Saturday, October 18, 2008

my dog ate my blog.

This is a note to all four of my dear readers who have been wondering why this blog is such a disappointment as of late. I wish I could say that I was in a third world country, helping small orphans and contracted a mysterious virus that impairs my blogging habits, but the truth is that I have been sitting around eating unhealthy amounts of bacon and watching Barefoot Contessa (Ina Garten is my role model, people. For real).

"Next, just add 6 sticks of butter and 3 cups of bacon drippings! Pop it in the oven and then pour some chocolate on top. How gorgeous is that?" Hearts.

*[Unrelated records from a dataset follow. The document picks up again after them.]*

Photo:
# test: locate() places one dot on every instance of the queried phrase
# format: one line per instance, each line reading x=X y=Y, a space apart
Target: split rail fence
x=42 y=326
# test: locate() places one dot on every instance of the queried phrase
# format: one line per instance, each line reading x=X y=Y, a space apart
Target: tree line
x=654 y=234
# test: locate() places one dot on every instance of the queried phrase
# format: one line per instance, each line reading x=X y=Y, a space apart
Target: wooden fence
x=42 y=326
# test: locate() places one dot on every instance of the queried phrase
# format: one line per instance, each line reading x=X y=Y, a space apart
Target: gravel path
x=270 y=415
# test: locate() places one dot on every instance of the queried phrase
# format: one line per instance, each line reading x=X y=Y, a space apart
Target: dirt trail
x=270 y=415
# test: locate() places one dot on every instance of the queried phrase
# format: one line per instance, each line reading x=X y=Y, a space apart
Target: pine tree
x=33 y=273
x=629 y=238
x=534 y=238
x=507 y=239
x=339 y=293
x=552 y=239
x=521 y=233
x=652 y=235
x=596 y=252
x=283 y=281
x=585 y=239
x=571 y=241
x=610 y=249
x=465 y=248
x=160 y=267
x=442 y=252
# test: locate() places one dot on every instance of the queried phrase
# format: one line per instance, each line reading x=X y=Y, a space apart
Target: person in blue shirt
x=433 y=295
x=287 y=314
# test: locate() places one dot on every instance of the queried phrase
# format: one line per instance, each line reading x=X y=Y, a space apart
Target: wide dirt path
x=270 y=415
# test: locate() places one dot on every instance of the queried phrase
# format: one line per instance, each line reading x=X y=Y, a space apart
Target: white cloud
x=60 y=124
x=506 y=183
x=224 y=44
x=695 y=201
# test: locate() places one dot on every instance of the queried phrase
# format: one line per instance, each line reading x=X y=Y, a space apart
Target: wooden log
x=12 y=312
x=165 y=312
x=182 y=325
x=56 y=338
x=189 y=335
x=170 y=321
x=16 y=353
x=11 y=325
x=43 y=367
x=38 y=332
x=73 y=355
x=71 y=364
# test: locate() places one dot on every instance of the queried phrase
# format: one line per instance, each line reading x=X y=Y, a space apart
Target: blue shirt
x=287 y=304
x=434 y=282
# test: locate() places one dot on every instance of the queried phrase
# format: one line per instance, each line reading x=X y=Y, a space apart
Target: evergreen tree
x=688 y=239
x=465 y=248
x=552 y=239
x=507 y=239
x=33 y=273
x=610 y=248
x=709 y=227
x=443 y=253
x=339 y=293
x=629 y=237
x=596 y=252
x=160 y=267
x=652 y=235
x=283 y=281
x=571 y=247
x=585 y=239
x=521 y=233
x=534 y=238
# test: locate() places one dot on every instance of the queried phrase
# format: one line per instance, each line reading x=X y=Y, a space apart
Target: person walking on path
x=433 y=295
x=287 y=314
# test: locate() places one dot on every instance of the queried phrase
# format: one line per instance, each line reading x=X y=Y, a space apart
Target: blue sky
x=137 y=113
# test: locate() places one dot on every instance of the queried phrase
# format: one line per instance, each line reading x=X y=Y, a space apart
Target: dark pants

Oh and, in case I haven't said it 12 times before, my camera has taken a one-way ticket to Deadsville (one way ticket to Deadsville? I need to get out more) . We all know a blog without a camera is like a book without pages (I cannot fathom how deep I am). After pestering my parents and preparing them elaborate meatloaf and chocolate cake dinners, they have agreed to buy me a camera for my birthday.

So, you're wondering, why should I care? This means that in one short month there will be awkward photo shoots, failed DIY projects, and baked goods galore around here. Stay tuned.


Kat said...

if you think ina garten puts aorta-clogging ingredients in her dishes, you should watch paula deen. i mean, my word, woman, i know you're southern, but what are you trying to do to us?

hazel said...

i once watched her spend 20 minutes making homemade crackers. crackers that clearly looked and sounded like she could've bought them in the store.

if that's not amazing, then what is?